Sutan Nasomal juga mengkritik lemahnya pemberantasan jaringan narkoba apabila masih terdapat oknum aparat yang dapat dipengaruhi atau disuap. Ia meminta pengawasan internal di tubuh aparat diperkuat agar pemberantasan narkoba tidak berhenti pada pelaku di lapangan.
Ia bahkan menyerukan agar pimpinan kepolisian di daerah bertanggung jawab terhadap upaya pemberantasan jaringan narkoba di wilayah masing-masing.
“Kalau tidak mampu memutus jaringan narkoba di wilayah hukumnya, harus ada evaluasi terhadap kinerjanya. Jangan sampai narkoba mudah masuk dan menyebar ke berbagai daerah,” tegasnya.
Selain narkoba, Sutan Nasomal turut menyoroti persoalan judi online yang dinilai telah mengancam kondisi ekonomi masyarakat. Menurut dia, praktik judi online harus diberantas secara serius karena berpotensi menguras uang masyarakat dan mengalirkannya ke luar negeri.
Sutan Nasomal meminta pemerintah tidak setengah-setengah dalam menghadapi dua persoalan tersebut. Ia menilai pemberantasan narkoba dan judi online membutuhkan koordinasi lintas lembaga, penegakan hukum yang konsisten, serta pengawasan terhadap aliran dana dan jaringan di baliknya.

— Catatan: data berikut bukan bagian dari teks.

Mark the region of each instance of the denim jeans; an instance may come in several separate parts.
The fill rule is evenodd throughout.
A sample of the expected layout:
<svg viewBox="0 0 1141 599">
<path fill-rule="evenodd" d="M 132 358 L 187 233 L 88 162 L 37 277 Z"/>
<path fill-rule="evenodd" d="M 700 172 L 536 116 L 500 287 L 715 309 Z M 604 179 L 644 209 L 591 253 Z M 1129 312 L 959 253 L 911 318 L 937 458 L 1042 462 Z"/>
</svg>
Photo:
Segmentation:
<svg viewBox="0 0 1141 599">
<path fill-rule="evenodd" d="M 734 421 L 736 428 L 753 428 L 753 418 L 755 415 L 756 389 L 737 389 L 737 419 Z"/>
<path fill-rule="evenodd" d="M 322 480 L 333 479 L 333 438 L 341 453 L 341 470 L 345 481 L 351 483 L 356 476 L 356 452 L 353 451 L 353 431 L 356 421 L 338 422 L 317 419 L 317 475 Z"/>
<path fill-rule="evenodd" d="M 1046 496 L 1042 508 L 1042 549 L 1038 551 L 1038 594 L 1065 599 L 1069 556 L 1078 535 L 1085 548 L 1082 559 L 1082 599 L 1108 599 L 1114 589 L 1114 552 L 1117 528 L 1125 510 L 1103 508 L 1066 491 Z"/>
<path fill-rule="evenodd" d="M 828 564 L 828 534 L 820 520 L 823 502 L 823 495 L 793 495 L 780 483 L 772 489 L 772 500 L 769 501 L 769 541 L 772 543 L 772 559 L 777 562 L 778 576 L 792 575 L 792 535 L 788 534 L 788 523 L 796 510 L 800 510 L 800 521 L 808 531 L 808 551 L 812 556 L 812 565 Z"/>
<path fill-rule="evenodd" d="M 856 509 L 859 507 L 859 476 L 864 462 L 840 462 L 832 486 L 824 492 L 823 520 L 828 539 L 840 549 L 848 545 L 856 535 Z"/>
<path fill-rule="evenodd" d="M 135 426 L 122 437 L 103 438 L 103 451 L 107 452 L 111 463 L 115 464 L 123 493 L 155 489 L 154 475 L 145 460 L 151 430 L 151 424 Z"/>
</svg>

“Kalau mafia narkoba dan mafia judi tidak dilawan secara serius, dampaknya akan semakin besar bagi masyarakat dan negara,” pungkasnya.
Narasumber: Prof. Dr. KH. Sutan Nasomal, S.H., M.H., Pakar Hukum Internasional, Ekonom, Presiden Partai Oposisi Merdeka, Jenderal Kompii, pendiri dan pengasuh Ponpes Ass-Saqwa Plus, Ketua Umum Perkumpulan Advokat Muda Indonesia (Association of Young Indonesian Advocates), Ketua YPLBH Profesor Sutan Nasomal, serta Rektor Universitas STIA/STIH Pronass.